More often than not it’s derogatory.

Social change is the constant, but not for those who have experienced poor mental health. In 2021, they are still more likely to be stigmatised to the point of irrelevance. Why? In part because of the language we use and the way it discourages openness. Words can indicate shame and cause secrecy where problems are not discussed.

In some ways it’s a self-fulfilling prophecy.

It’s a matter of ‘we don’t talk about it, therefore we don’t have it, therefore it’s not a problem.’ The stigma associated with mental illness remains strong. Government funding for mental health is inadequate.

All while the silent majority know the reality – at some stage you or someone you know will experience poor mental health. In the mid-1980s my eldest brother, Steve, who spent decades incapacitated by severe mental illness, said, ‘Mental illness is the bargain basement of discrimination.’

And it remains so.

We use words like ‘crazy, mad, nuts, unstable’ to describe people who are mentally unwell. They are emotive and wrong and lack compassion.

For my book Second Innings: On men, mental health and cricket, I was recently asked in a radio interview if attitudes toward mental health had improved.

I said I thought they had. But we still have a long way to go.

There’s a greater awareness.

We’ve improved at a ‘superficial, at a distance as long as it doesn’t affect me’ level. Remember the refrain from our parents? ‘Sticks and stones will break my bones, but words will never hurt me.’ Of course, it’s bullshit. Words and language, as we’ve seen from racism and homophobia, can have an enormous effect on lives.

When it comes to language surrounding mental health the medical profession needs to start leading the way. Terms like ‘schizophrenia’, ‘bi-polar disorder’ and ‘paranoid personality disorder’ are hardly going to be met with open arms and smiles. All they do is deliver a life sentence. I’ve seen the effect language and labels like this can have. For some, you may as well tell them to give up on life.

The late research scientist and medico Hazel Claire Weekes, who wrote simply and with clarity about anxiety and depression, used much gentler language. The word ‘depletion’ replaced ‘depression.’ ‘Repletion’ was used to describe recovery. My mother kept a copy of one of Weekes’ books called Peace From Nervous Suffering: A practical guide to understanding, confidence and recovery. Mum underlined passages and she used it to help cope with her own anxiety. Weekes used straightforward language. Not stigmatising language.

Change is needed. From us all.

Diversity is now one of the buzz words, and not before time. Diversity encompasses the need to include people who have suffered with mental illness. Especially those who suffer prolonged and extreme conditions.

My brother Steve was a physiotherapist but his confidence was so eroded by various mental health crisis and the stigma associated with it that he gave up. This was back in the 1980s and 1990s and if you think the mental health resourcing stigma is poor now you should have seen it back then.

Why is it that we use respectful language to describe medical conditions generally but not when it comes to mental health? It’s one the reasons people don’t seek help.

If you break your leg and end up in hospital, watch the sympathy, flowers, cards and visitors flow in. For those in mental health hospitals, all you’ll probably get is the sound of crickets and the gentle plodding of parents or siblings’ footsteps.

People often don’t know how to react to someone who has been diagnosed with a mental illness. We fear to tread so we don’t tread at all for concern of ‘invading someone’s space’. But what a person most needs when they’re recovering is kindness, compassion and support.

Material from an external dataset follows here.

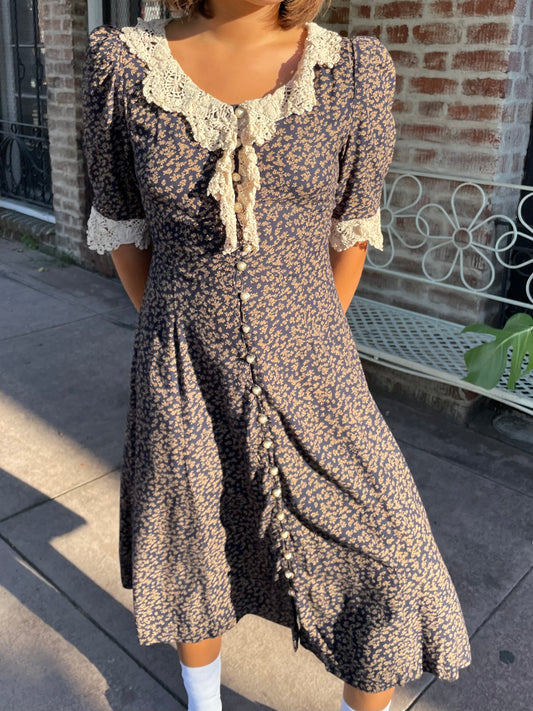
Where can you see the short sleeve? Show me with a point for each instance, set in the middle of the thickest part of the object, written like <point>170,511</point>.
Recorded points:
<point>367,153</point>
<point>117,214</point>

Mental health in the media is often treated more like a chance to grab attention with sensationalistic headlines than inform. The mentally ill who commit crimes are labelled ‘deranged’ or ‘mad,’ involved in ‘frenzied attacks’.

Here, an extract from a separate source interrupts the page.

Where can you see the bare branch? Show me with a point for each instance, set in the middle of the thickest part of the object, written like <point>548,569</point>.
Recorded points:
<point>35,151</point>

The statistics tell us that people with serious mental health illness can commit violence but it’s rare, and when it does happen it’s usually related to other factors (e.g. drug abuse, environment). Most often people with a mental illness will kill or harm themselves, not others.

Language matters.

Headlines such as ‘Managing Asia’s bipolar disorder’ to describe Australia’s power balance with Southeast Asia or ‘60 minutes of mollusc madness’ for a brief period of abalone fishing just add to the misconceptions. Yet I read both of these headlines in newspapers recently, one in a respected national daily. We haven’t really come that far, have we? And as for the misuse of the words ‘schizophrenic’ or ‘manic’ in the media or entertainment industries, it’s just ignorant.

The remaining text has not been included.